Von Nadia Shehadeh

Wenn man über soziale Ungleichheit spricht, über Menschen, die sich in prekären Lebenssituationen befinden, dann muss man auch über diejenigen sprechen, die das nicht tun – weil sie Privilegien genießen, die sie davor schützen. „Privileg“ (meist im Plural gebraucht), gehört zu jenen Begriffen, die schon länger in Debatten aktivistischer Arbeit auftauchen, vor allem im (Netz-)Feminismus. In letzter Zeit wird das Wort immer öfter auch in breiteren Kontexten verwendet.

Doch was bedeutet es, Privilegien zu genießen? Privilegien sind – je nach Kontext unterschiedlich ausgestaltete – unverdiente Vorteile, die eine Person genießt. Darunter fallen Positionen wie weiß, männlich, cisgender, mit Kapital ausgestattet oder able-bodied. Je nachdem, welche Ausgangsprivilegien eine Person besitzt, ist es möglich, im Laufe der Zeit weitere Privilegien dazuzugewinnen – zum Beispiel ökonomische oder auch im Sinne von Bildung. Eigentlich ein ganz logisches Konzept.

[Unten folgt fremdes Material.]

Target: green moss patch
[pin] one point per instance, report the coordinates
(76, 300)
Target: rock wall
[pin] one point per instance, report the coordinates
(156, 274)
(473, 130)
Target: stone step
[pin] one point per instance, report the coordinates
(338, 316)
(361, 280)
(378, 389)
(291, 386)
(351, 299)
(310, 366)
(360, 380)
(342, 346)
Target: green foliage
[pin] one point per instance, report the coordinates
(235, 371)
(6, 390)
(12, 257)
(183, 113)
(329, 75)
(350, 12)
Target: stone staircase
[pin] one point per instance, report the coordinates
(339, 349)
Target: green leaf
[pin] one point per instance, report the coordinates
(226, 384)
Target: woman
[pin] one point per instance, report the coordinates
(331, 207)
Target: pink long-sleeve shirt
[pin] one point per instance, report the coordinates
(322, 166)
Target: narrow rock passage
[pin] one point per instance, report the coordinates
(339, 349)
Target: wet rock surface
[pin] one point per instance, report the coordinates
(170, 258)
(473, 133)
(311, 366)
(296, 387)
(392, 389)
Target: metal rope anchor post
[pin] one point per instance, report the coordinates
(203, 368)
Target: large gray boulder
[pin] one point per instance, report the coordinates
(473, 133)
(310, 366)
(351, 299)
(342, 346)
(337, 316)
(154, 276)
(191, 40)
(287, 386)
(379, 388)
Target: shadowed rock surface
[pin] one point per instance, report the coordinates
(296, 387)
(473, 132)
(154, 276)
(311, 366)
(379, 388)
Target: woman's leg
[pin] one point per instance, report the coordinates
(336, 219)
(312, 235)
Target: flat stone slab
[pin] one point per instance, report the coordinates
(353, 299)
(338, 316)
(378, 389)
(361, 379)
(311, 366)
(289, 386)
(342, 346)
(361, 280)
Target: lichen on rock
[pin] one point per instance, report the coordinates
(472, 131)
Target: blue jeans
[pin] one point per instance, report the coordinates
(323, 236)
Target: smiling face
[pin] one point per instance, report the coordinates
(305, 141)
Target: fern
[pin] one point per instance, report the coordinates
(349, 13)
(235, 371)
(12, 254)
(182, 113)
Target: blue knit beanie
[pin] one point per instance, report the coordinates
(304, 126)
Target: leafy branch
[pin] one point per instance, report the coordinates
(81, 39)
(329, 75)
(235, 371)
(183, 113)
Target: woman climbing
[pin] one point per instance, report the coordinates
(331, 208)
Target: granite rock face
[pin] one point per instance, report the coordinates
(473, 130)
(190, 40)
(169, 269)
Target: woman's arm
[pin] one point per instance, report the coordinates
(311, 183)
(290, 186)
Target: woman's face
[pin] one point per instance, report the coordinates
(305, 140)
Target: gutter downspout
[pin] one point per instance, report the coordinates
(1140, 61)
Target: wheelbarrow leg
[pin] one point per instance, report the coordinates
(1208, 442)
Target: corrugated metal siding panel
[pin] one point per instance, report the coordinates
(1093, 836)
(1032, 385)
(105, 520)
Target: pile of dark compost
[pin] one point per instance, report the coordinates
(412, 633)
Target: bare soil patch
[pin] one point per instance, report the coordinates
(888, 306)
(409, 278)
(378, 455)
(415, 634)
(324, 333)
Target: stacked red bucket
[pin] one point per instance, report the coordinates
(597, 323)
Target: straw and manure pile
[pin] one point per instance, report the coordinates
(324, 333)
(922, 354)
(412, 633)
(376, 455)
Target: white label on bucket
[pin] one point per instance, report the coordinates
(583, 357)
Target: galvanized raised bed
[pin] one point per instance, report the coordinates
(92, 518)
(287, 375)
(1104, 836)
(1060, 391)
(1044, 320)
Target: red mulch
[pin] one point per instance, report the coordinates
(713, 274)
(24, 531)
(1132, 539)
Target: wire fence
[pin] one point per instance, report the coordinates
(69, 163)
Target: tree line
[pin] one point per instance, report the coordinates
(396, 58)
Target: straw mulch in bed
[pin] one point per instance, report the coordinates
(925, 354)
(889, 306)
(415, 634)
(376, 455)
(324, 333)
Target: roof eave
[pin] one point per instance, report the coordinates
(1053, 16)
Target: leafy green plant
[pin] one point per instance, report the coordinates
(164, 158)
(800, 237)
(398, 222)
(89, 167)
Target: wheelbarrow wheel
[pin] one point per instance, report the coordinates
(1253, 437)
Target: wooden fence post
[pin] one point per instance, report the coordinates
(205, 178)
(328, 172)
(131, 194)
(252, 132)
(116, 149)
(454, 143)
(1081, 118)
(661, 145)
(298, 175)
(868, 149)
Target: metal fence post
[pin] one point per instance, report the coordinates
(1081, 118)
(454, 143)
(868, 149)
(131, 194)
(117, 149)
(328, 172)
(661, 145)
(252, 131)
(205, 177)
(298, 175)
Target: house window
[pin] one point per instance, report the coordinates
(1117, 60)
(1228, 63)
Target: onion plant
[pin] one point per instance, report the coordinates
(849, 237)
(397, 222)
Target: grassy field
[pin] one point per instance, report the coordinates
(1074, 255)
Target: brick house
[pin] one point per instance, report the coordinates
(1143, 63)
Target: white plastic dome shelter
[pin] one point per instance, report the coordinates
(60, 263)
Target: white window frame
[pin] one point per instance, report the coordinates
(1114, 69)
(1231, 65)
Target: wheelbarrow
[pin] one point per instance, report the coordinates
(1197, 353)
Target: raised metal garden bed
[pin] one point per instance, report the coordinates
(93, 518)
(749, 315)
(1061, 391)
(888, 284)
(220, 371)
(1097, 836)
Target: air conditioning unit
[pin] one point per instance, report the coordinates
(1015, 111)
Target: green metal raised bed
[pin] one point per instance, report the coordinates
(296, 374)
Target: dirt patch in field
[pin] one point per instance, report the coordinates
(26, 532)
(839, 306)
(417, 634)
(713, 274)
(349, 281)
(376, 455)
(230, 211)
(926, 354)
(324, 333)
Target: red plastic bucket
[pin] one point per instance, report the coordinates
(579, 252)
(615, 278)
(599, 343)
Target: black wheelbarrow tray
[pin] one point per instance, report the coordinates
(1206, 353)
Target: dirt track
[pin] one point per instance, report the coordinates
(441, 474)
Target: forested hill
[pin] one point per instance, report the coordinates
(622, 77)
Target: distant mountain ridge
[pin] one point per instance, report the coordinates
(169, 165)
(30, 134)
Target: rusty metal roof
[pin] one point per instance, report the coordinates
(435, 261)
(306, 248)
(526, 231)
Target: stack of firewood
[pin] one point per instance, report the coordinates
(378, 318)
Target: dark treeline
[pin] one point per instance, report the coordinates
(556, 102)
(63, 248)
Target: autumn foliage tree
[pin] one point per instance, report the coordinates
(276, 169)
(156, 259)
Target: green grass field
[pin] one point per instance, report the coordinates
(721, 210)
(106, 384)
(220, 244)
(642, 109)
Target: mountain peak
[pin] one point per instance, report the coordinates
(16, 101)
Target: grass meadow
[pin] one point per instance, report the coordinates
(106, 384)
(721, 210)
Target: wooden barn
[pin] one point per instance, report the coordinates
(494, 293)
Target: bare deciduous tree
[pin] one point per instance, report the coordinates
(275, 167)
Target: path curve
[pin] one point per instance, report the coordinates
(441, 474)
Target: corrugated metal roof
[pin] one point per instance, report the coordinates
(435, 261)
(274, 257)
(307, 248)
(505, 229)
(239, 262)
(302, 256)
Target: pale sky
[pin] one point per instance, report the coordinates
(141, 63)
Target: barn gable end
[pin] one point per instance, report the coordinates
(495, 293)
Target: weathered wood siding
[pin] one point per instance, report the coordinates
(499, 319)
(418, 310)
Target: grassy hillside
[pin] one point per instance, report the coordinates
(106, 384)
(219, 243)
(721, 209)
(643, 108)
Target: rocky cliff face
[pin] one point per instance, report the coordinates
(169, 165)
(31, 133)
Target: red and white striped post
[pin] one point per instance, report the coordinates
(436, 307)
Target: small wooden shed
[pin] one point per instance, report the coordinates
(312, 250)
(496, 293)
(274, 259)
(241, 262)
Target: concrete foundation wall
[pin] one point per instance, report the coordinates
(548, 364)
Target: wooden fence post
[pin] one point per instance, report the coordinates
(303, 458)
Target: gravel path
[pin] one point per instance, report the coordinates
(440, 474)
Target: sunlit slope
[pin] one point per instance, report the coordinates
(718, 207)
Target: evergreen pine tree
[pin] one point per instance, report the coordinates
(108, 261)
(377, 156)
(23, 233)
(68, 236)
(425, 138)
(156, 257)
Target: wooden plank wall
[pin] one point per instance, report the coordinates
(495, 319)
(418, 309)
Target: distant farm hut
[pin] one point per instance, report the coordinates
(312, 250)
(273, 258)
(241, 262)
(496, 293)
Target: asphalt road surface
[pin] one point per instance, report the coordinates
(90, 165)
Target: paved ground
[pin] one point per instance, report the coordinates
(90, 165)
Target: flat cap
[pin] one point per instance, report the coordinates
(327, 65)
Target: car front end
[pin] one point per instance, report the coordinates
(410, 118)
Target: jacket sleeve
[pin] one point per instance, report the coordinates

Als weiße Person ist es ein Privileg, keinen Rassismus zu erfahren, als wohlhabende Person kann es ein Privileg sein, vor Armut geschützt zu sein. Die Liste ist lang.  Besonders daran ist, dass die meisten Privilegien nicht erkämpft werden, sondern Teil der persönlichen Lebensgeschichte sind. Dadurch erscheinen sie denjenigen, die sie genießen, oft selbstverständlich.

Für die einen ist es wichtig, über Privilegien zu sprechen, wenn es um soziale Ungleichheit geht, andere halten die Rede darüber für symptomatisch für eine „Call-out Culture“, also wenn Menschen wegen ihres Verhaltens oder ihrer Aussagen öffentlich kritisiert werden. Ich selbst bin eine von denen, die es als sehr hilfreich empfinden, über Privilegien zu sprechen – vor allem, wenn die Strukturen und Machtverhältnisse in sozialen Räumen analysiert werden sollen.

Das Prinzip des „Privilegs“ wurde bereits in den 1930er-Jahren in Bezug auf Weißsein vom Bürgerrechtler und Soziologen William Edward Burghardt Du Bois formuliert. 1945 erschien zum ersten Mal ein Text dazu im „American Journal of Sociology“.  Ab den 1970er Jahren griffen immer wieder Feminist*innen das Konzept auf, etwa Alice Walker und später Peggy McIntosh. Auf Letztere wird häufig verwiesen, sie entwickelte 1988 im Rahmen eines umfangreichen Essays eine „Privilegien-Checklist“, die Gegner*innen des Konzepts oftmals nur punktuell und ohne Hinzunahme weiterer Textpassagen zitieren, um sich dann über die angebliche Selbstgeißelung und Anklagekultur des Konzepts lustig zu machen. „Diese Check-deine-Privilegien-Opfer, haha!“, heißt es dann, um Aktivist*innen zu deskreditieren. Und damit wären wir bei einer weiteren wichtigen Frage: Warum tun sich viele so schwer damit, ihre eigenen Privilegien anzuerkennen?

Laut Peggy McIntosh hängt das vor allem mit der Angst zusammen, die vorhandenen Privilegien zu verlieren. Die eigenen Vorteile erscheinen vielen als nicht nennenswert und individuell, als geradezu unsichtbare Zufälligkeiten. Würden sie sich die eigenen Privilegien eingestehen, müssten sie einräumen, dass es anderen Menschen eventuell schlechter geht.

Die Autorin Phoebe Maltz Bovy behauptet, dass das Thematisieren von Privilegien nichts an sozialer Ungleichheit ändere. In ihrem Buch „The Perils of Privilege“ schreibt sie, dass sich die Leute, die sich für die Wirkmacht von Privilegien interessieren, nur als tumber Sprechmob in den Onlinemedien tummeln würden – und verkennt so die wichtige analoge Arbeit von Aktivist*innen für eine sozial gerechtere Welt. Ob es nur Zufall ist, dass sie als weiße, elitäre, gut ausgebildete High-End-Absolventin ziemlich viele Privilegien-Gewinnlose in der Hand hält?